Dreaming weekend on the Amalfi coast

Maybe it’s due to the spectacular views of the Amalfi coast which can be seen from the Terrace of Infinity in Villa Cimbrone, where behind an unexpected parade of marble busts the deep blue of the sky. Or maybe it’s is because of the perfume of flowers that you can breathe walking through the Enchanted Gardens of Villa Rufolo, in the heat of the sun that lit red and orange the Avenue of the Immense, or even for the bracing air that smells of salt and citrus,  fact is that Ravello has always been one of the most charming, loved and sought after by travelers of all ages.

It is no coincidence that Richard Wagner stayed here and Arturo Toscanini, Virginia Woolf and well Greta Garbo and Humphrey Bogart, Gina Lollobrigida Toto, and Jacqueline Kennedy Onassis.
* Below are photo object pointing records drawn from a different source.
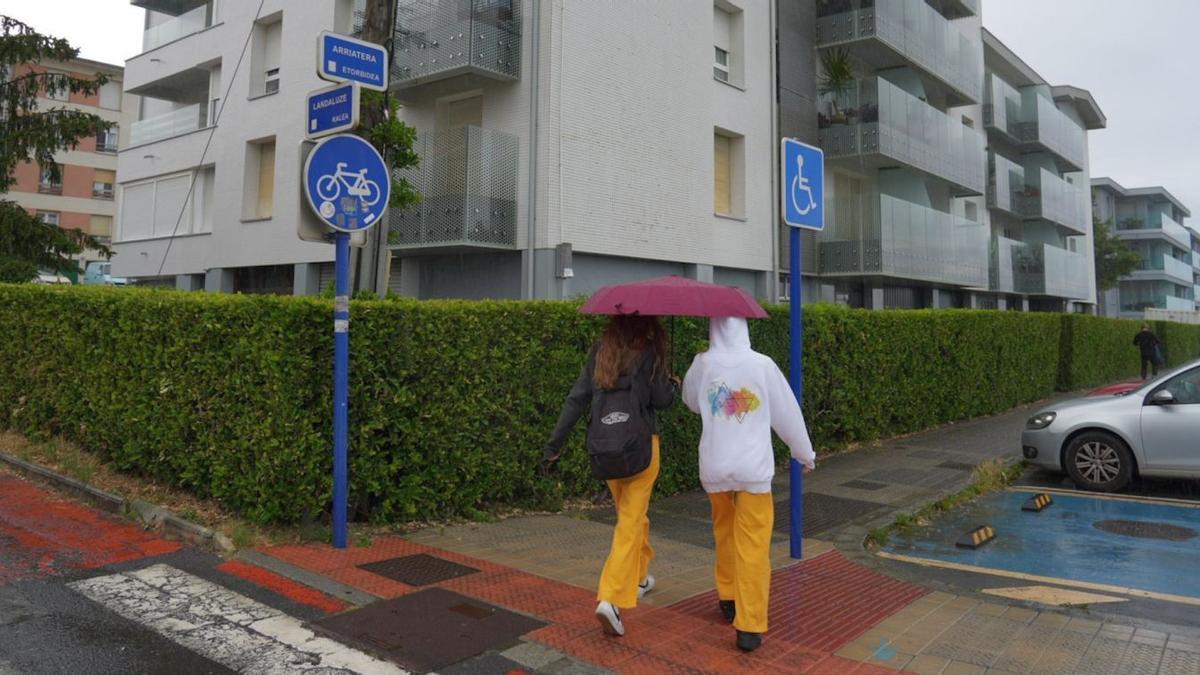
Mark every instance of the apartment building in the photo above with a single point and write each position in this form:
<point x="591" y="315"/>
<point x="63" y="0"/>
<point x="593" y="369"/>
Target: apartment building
<point x="555" y="159"/>
<point x="954" y="172"/>
<point x="82" y="196"/>
<point x="1151" y="221"/>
But already the named Boccaccio in his Decameron when he wrote that “… the most beautiful part of Italy … a coast … covered with little towns … gardens and fountains … including these cities It is one called Ravello “Ravello and is the protagonist of one of the finest novels, Landulf Rufolo: noble by birth, by choice pirate, shipwrecked for fortune and finally, for skill and good fortune, happy owner of an immense treasure.

Perched on a rocky hill, an ideal place for the defense, Ravello enjoys today, precisely because of this his prodigious protruding position on the infinite abyss blue, one of the most charming and seductive views of the Amalfi Coast. You will fall in love immediatly: walking by the cobbled streets of the small town center, among craft shops, bars and pottery workshops, starting from the Cathedral Square where stands the Cathedral of the town, construction of the eleventh century by the famous bronze portal and from the pulpit supported by six spiral columns. Do not miss the charming Villa Rufolo, seat of the now historic Ravello Festival, which, with its gardens, architectural shapes, scents and colors, embellished with fountains and exotic plants, and halfway between the medieval and Moorish, was the place that inspired Wagner’s second act of his Parsifal. No less spectacular is the eclectic Villa Cimbrone with its entrance all’edenico natural balcony surrounded by cypress sculptures, fragrant roses, wisteria rain and statues of Roman gods.